The Plumbing: Section Recap

By Leigh Garrity— May 8, 2026

This document organizes what you read, not what you missed. New information is flagged explicitly. Everything else is retrieval, not instruction.

The Loop

The mechanical picture underneath every "AI-powered" feature your customers will describe:

Model receives context → emits response or tool call → harness executes the call with credentials → result loads back into context → model runs again.

That's it. Copilots, agents, assistants — all of them are this loop running at different speeds with different tools attached. The three problems below are the three ways the loop breaks in practice.

Problem 1: Context Budget

Context window — The fixed-size memory space the model reads on every inference call. Everything the model "knows" during a task must fit here. When it comes up: Customer says their agent "forgets" earlier instructions mid-task. That's context budget exhaustion. The model is fine; the window is full. Don't confuse with: Long-term memory or persistent storage. The context window clears between sessions unless something explicitly reloads it.

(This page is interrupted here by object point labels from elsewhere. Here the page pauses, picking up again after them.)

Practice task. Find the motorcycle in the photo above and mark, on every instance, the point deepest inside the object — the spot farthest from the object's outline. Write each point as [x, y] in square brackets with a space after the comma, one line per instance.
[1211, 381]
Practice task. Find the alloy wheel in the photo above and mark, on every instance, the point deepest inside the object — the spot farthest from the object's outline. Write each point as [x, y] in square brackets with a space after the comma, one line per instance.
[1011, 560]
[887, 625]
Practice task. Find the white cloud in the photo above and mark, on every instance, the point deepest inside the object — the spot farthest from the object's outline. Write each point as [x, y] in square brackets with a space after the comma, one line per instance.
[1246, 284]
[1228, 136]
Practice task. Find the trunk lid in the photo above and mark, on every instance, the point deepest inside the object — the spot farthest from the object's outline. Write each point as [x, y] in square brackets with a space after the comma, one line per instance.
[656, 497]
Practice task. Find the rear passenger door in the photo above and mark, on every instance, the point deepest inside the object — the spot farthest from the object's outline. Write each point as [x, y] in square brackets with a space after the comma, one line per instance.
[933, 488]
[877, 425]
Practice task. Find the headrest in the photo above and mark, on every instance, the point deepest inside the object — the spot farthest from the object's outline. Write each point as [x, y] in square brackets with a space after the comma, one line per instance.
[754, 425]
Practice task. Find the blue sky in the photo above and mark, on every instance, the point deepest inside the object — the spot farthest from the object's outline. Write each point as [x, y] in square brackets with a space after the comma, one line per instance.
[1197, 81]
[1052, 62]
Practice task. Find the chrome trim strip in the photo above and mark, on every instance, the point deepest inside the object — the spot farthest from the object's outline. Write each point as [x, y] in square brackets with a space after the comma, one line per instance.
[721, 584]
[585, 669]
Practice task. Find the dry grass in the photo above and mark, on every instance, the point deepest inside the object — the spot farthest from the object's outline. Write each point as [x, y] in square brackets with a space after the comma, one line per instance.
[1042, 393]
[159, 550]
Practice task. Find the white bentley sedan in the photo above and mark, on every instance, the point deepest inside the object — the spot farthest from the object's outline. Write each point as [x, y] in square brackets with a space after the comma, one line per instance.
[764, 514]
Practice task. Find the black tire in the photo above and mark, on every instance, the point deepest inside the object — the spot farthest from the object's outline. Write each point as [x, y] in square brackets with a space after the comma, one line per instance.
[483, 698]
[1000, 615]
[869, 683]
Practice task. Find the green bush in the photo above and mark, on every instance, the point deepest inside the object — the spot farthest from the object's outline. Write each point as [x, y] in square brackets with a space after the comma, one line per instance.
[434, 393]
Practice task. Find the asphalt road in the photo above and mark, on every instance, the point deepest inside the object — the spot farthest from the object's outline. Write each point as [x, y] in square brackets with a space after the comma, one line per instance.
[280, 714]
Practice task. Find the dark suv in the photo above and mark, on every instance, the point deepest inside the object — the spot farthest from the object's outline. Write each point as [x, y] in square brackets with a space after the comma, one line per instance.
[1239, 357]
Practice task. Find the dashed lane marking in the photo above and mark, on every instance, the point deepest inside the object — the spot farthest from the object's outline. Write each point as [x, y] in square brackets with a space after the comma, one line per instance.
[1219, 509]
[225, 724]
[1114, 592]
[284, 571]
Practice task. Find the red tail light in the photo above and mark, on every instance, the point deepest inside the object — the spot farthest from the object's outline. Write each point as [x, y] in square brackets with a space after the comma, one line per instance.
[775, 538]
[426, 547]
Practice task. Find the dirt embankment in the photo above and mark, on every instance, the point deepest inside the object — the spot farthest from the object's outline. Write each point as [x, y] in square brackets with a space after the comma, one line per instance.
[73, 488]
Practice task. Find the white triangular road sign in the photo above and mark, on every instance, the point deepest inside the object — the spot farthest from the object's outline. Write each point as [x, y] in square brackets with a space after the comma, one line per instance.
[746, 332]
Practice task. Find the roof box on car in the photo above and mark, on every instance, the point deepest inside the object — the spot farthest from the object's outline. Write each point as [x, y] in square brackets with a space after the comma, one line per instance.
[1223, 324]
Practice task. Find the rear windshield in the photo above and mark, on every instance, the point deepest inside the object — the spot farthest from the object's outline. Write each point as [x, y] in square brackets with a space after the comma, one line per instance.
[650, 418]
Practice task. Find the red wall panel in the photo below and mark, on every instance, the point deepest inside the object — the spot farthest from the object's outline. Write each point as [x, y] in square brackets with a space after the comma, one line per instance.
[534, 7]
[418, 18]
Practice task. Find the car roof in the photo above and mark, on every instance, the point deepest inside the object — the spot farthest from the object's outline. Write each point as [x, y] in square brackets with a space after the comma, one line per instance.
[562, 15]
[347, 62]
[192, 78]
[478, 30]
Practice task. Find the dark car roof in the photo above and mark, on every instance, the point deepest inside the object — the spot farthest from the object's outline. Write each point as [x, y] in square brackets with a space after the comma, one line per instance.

Token (AI sense) — The unit the model uses to measure context size. Roughly ¾ of a word in English. A 128K-token window holds roughly 90,000 words. When it comes up: Vendor quotes context window size in tokens. Translates to "how much can the agent hold in its head at once." Don't confuse with: An auth token. Same word, completely different object. See the collision table below — this one will bite you in a live meeting.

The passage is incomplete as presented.